At least 118 officers have left the Seattle Police Department this year, a record number that is having a noticeable impact on the riot-torn city.
According to data recently released by the city, almost 40 officers left the department in September alone, KCPQ in Seattle reported. Last month’s jump in officer departures is “double the number of losses any month on record” in the northwest city.
While the separations included moves to other agencies and retirements, the majority were officers who chose to resign.
According to KCPQ, city officials say the loss of officers is creating a public safety issue, particularly with 911 emergency response times. The longest response time for 911 calls should be 7 minutes, but the North Precinct in September saw that number jump to 9 minutes.
“Your 911 call for help will go unanswered for a significant amount of time,” Seattle Police Officer Guild President Mike Solan told the Jason Rantz Show.
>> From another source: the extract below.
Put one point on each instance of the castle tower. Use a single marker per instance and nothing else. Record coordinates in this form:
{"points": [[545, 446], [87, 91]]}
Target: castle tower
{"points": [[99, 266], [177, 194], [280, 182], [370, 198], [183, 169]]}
The separations in September occurred following the Seattle City Council’s decision to almost unanimously pass legislation that cut $4 million from the SPD’s budget, and reduced the force by up to 100 officers.
The only dissenting vote was Kshama Sawant, who asserted that the cut wasn’t enough. She said the decision failed working people, particularly those in black and brown communities.
“This budget fails to address the systemic racism of policing…other Councilmembers publicly declared they would support defunding SPD by 50 percent, as our Peoples Budget and the Justice for George Floyd movement have demanded,” Sawant said.
Among the officers who left the department this year was Chief Carmen Best, who said the cuts put her in a position that was “destined to fail.”
Seattle Mayor Jenny Durkan expressed concern for the decrease in police department staffing, saying it could take the city back decades. In 1990, Seattle had 1,271 officers; since that year, the population in Seattle has increased by 44 percent. The current number of officers on the street in Seattle is 1,203.
“It is not a sustainable trend line,” Durkan said. “If you look at that trendline we could be back to levels decades ago in a city that has grown so much and that leads not just to a lack of resources when people need them. It actually makes policing harder.”
The staffing challenges come in the wake of a summer filled with protests and riots sparked by the death of George Floyd while in custody of the Minneapolis Police Department over Memorial Day weekend. The challenges include calls from Black Lives Matter to defund police departments nationwide.